To inform us of changes in your condition or symptoms, including pain. Asking Questions and Following Instructions
To let us know if you don’t understand the information we give you about your condition or treatment.
To speak up. Communicate your concerns to any employee as soon as possible — including any member of the patient care team, manager, administrator or ombudsman.
Refusing Treatment and Accepting Consequences
To follow our instructions and advice, understanding that you must accept the consequences if you refuse. Explanation of Financial Charges
To pay your bills or make arrangements to meet the financial obligations arising from your care.

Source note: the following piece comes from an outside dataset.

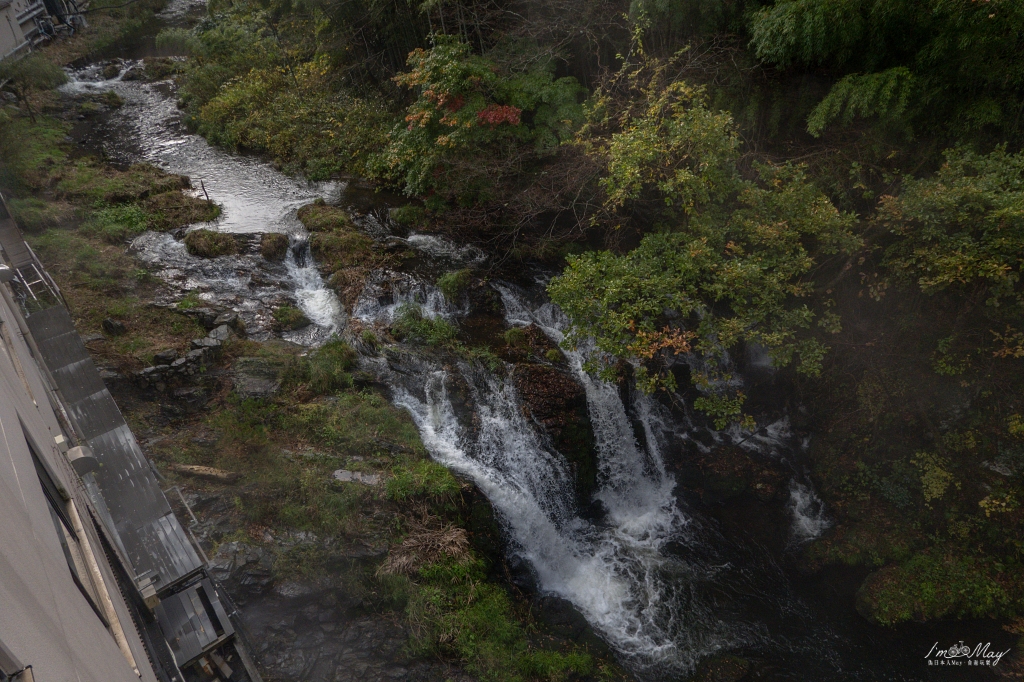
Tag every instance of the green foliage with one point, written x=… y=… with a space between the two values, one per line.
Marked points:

Following Rules and Regulations
To follow our rules and regulations.
To keep your scheduled appointments, or let us know if you are unable to keep them.
To leave your personal belongings at home or have family members take all valuables and articles of clothing home while you are hospitalized.
Respect and Consideration
To be considerate and cooperative.
To respect the rights and property of others
Ashtabula County Medical Center serves many purposes; to improve people's health; treat people with injury or disease; educate doctors, health professionals, patients, and community members; and improve understanding of health and disease. In carrying out these activities, Ashtabula County Medical Center will work to respect the patient's values and dignity.